The dust jacket was painful to look at — worn and greasy. The page edges had turned black.
“What is this?” Sergey Alexandrovich whimpered.
“What do you mean, what? Your book.”
“But you took it brand new!”
“Well, not exactly brand new.”
“Brand new!” Sergey Alexandrovich insisted under the astonished gazes of the guests. “Brand new! Straight from the bookstore.

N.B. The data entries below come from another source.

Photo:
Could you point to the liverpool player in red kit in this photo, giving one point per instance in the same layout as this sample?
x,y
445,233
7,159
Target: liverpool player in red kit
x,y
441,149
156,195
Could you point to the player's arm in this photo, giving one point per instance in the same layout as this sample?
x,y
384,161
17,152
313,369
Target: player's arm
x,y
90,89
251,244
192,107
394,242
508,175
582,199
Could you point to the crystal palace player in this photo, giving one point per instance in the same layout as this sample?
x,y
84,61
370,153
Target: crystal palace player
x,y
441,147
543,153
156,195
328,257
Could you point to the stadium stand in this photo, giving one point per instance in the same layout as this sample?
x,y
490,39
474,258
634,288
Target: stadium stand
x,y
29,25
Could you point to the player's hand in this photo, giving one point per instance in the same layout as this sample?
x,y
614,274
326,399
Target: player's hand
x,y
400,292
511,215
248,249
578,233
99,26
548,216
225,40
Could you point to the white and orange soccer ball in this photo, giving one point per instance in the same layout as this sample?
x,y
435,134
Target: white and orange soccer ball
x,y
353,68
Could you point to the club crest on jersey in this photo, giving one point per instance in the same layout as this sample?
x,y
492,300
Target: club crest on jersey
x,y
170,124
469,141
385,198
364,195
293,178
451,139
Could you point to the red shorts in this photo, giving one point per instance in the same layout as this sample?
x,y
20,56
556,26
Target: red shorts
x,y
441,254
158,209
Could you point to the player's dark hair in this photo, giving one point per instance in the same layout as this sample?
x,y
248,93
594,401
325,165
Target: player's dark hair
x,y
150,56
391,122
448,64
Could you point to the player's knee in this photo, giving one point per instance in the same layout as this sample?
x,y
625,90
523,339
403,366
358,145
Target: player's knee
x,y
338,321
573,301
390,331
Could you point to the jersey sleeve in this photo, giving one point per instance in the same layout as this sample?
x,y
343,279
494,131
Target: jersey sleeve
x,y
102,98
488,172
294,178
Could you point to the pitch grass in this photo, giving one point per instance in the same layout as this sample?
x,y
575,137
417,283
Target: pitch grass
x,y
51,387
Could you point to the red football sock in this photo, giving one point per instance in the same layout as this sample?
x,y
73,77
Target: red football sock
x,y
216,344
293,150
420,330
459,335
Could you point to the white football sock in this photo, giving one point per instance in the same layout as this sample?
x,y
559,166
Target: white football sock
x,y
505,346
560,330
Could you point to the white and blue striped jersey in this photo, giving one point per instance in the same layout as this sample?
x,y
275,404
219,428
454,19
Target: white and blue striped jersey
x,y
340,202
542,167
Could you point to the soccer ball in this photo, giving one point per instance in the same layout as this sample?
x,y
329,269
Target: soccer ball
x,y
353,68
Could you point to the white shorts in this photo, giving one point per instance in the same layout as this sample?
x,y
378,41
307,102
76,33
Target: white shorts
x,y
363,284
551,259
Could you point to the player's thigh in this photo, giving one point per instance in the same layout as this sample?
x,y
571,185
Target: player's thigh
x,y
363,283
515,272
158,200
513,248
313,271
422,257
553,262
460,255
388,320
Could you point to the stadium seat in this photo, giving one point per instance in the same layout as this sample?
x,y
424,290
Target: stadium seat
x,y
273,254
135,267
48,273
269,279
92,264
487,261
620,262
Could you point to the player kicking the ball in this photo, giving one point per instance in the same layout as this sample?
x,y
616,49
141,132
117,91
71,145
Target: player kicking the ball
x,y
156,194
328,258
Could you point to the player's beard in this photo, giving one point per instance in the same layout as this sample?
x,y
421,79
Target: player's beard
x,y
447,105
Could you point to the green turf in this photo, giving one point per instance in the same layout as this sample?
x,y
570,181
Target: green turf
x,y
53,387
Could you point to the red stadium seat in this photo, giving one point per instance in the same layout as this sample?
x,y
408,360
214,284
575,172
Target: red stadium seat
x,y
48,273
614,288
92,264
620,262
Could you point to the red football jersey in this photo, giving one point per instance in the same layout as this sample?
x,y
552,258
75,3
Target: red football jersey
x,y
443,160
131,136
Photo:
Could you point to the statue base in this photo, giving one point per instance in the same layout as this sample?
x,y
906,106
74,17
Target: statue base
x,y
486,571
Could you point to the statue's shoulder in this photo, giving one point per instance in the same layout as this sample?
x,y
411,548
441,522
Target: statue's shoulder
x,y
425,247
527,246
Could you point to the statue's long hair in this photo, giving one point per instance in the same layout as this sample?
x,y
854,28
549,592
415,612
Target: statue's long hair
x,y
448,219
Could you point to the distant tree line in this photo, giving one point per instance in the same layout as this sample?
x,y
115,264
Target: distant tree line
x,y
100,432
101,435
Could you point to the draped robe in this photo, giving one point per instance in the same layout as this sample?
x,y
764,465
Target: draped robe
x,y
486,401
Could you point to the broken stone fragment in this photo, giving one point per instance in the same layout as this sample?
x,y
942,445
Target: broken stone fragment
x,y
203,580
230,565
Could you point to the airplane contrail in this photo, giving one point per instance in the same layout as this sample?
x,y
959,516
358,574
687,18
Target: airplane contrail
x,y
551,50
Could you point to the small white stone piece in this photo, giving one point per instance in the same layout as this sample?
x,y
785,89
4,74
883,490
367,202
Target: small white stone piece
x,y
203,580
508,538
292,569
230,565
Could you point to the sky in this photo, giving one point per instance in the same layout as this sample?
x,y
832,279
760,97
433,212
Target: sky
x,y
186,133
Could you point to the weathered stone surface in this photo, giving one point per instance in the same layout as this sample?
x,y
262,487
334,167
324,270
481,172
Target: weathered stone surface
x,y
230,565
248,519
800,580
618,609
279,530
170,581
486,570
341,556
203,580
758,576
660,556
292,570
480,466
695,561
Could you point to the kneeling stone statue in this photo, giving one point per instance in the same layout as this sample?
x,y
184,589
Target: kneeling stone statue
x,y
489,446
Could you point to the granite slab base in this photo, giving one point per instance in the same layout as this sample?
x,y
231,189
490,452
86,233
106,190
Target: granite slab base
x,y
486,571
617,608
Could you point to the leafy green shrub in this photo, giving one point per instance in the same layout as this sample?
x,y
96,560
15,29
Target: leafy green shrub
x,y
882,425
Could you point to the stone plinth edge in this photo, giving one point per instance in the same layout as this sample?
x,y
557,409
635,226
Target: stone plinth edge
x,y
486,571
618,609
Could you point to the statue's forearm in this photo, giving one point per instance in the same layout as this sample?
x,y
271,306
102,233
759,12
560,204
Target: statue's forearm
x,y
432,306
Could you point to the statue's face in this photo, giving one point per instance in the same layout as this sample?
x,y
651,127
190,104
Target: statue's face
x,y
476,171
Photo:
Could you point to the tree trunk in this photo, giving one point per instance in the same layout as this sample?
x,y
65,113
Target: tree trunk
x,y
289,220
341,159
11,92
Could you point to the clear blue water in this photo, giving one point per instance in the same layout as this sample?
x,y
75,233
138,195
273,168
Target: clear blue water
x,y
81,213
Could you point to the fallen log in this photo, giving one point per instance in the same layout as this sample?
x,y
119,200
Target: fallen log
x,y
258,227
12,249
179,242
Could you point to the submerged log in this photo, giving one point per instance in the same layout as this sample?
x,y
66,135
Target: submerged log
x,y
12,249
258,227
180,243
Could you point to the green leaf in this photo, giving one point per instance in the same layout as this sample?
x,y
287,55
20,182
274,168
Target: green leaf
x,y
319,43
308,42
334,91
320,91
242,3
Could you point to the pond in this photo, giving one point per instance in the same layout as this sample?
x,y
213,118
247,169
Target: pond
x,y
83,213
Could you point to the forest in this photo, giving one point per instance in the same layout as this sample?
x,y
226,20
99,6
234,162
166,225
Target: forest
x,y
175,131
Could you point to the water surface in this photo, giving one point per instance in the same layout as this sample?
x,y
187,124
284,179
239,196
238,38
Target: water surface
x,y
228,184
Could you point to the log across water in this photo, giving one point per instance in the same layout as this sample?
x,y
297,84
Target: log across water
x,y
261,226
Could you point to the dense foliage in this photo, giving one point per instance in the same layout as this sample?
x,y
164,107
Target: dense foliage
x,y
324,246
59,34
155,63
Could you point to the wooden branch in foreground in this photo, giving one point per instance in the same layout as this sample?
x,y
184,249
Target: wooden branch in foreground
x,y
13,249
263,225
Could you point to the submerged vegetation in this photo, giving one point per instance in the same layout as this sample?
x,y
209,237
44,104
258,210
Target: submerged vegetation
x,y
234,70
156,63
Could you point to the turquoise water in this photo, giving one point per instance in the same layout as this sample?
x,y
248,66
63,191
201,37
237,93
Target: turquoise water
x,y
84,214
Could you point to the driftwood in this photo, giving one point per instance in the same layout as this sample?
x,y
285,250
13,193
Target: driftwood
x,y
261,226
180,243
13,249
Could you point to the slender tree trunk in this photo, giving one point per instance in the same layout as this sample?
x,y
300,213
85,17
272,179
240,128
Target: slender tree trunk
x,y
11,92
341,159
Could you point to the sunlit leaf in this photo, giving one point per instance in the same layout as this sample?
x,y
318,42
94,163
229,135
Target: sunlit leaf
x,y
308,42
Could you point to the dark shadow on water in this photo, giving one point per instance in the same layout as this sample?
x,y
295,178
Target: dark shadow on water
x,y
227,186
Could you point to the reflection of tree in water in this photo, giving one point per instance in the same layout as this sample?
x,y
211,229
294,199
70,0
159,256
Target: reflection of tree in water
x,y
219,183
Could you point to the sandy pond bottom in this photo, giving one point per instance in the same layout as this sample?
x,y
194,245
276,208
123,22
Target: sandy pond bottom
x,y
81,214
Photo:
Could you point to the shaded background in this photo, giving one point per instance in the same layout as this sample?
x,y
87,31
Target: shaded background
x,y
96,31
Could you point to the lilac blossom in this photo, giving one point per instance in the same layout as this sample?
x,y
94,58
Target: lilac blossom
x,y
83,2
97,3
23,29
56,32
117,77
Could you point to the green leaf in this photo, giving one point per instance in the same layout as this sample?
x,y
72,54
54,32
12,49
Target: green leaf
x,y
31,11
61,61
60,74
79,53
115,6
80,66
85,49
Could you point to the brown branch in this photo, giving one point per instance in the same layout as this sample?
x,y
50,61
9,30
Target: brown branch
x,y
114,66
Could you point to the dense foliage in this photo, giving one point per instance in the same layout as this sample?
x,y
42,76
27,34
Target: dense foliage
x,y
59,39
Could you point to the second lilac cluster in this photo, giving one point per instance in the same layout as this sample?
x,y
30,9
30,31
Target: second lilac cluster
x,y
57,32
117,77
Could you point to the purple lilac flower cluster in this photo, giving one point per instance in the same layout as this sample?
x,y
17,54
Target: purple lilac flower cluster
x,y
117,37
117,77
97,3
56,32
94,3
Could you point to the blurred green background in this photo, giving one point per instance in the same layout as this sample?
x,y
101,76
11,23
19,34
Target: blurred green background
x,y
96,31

I hadn’t even opened it yet…”
“And that was your mistake,” Maechka gently interrupted. “Books are meant to be opened.”
Sergey Alexandrovich tensed, even opened his mouth — but nothing sensible came out.
“They’re meant to be read,” Maya Antonovna continued instructively, over the nasty cackle of an unwashed young genius in sandals on bare feet. “And during reading, they naturally wear out.”
“But I don’t run a public library,” Sergey Alexandrovich tried to find sympathy among the guests.
“What is it then — a museum?”
“A cemetery?”
“A sarcophagus!” the “salon stars” chimed in.
Sergey Alexandrovich swallowed his tears in silence and sat down, managing only to cast an unkind glance at his wife.
After several scandals, his wife was firmly forbidden to lend books to anyone —especially Maechka.
A month passed.
Gradually, Sergey Alexandrovich calmed down. He resumed his regular visits to bookstores and flea markets. But one evening, returning home with another new acquisition in hand, he heard from the kitchen:
“And Maechka’s in trouble again!”
“Not interested!”
“Just don’t get angry — but she borrowed something from us to read…”
His cottony legs somehow carried Sergey Alexandrovich to an armchair. Collapsing into it, he swept the bookshelves with a deadened gaze.